Хочешь поговорить? Но не можешь говорить? Давай так. Давай хоть так. Пусть мне и кажется уже, что это бесполезно. Вечер, значит. Свежая скатерть, паста с рыбой, белое и сухое. Ненавижу белое и сухое.
А до него месяцы тотального безденежья. Брошенная учеба, сорванные курсы, один проект на все затраты. Десять часов в день у монитора — глаза слепит, шея в камень, кисть гнется с трудом.

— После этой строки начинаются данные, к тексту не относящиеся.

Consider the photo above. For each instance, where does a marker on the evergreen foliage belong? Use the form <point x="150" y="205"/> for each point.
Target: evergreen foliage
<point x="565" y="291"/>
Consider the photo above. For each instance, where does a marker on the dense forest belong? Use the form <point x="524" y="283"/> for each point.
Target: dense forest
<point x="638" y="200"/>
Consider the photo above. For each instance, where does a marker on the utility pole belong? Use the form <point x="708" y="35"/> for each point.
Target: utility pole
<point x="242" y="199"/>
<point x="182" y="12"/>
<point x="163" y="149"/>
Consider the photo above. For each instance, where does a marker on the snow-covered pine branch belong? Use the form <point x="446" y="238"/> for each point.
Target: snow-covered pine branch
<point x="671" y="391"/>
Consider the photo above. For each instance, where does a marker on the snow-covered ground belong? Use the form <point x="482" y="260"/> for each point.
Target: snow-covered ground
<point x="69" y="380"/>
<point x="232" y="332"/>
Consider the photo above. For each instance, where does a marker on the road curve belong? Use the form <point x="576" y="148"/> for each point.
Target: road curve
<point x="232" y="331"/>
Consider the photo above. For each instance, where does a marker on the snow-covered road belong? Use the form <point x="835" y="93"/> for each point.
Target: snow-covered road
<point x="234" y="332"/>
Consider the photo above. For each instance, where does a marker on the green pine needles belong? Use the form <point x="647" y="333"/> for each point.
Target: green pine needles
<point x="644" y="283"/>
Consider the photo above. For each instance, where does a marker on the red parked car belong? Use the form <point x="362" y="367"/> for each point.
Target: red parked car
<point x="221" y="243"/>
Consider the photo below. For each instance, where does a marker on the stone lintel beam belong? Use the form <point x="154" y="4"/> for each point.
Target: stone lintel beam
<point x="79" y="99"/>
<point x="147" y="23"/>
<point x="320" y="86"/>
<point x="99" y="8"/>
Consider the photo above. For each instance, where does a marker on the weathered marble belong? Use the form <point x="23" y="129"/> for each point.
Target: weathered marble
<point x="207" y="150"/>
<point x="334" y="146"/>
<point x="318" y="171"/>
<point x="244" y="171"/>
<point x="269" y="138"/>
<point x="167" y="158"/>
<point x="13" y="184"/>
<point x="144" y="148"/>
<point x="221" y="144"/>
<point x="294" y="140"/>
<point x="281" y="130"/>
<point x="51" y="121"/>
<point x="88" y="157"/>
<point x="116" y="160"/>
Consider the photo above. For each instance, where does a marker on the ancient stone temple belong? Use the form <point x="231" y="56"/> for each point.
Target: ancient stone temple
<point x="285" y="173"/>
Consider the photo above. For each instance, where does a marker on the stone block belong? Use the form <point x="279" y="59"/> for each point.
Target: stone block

Растворимый кофе 3в1, крошки между клавишами. Дорога домой час в одну сторону среди потеющего, тесного и чужого тела. Вечер в обиженной тишине. Перманентный скандал. Раскаленное добела раздражение.
Что там с тобой? Кто там в тебе? Кто ты?
Пустота. Пустота с нами, Сонь. Как можно было решить, что в нас есть право на еще одного жителя этой бескрайней пустоты? Откуда взять ресурс тепла, участия, сил и уверенности, если на самих-то не хватает ни тепла, ни участия, а силы с уверенностью давно распроданы по дешевке за бумажки, которые мы обменяли на еду?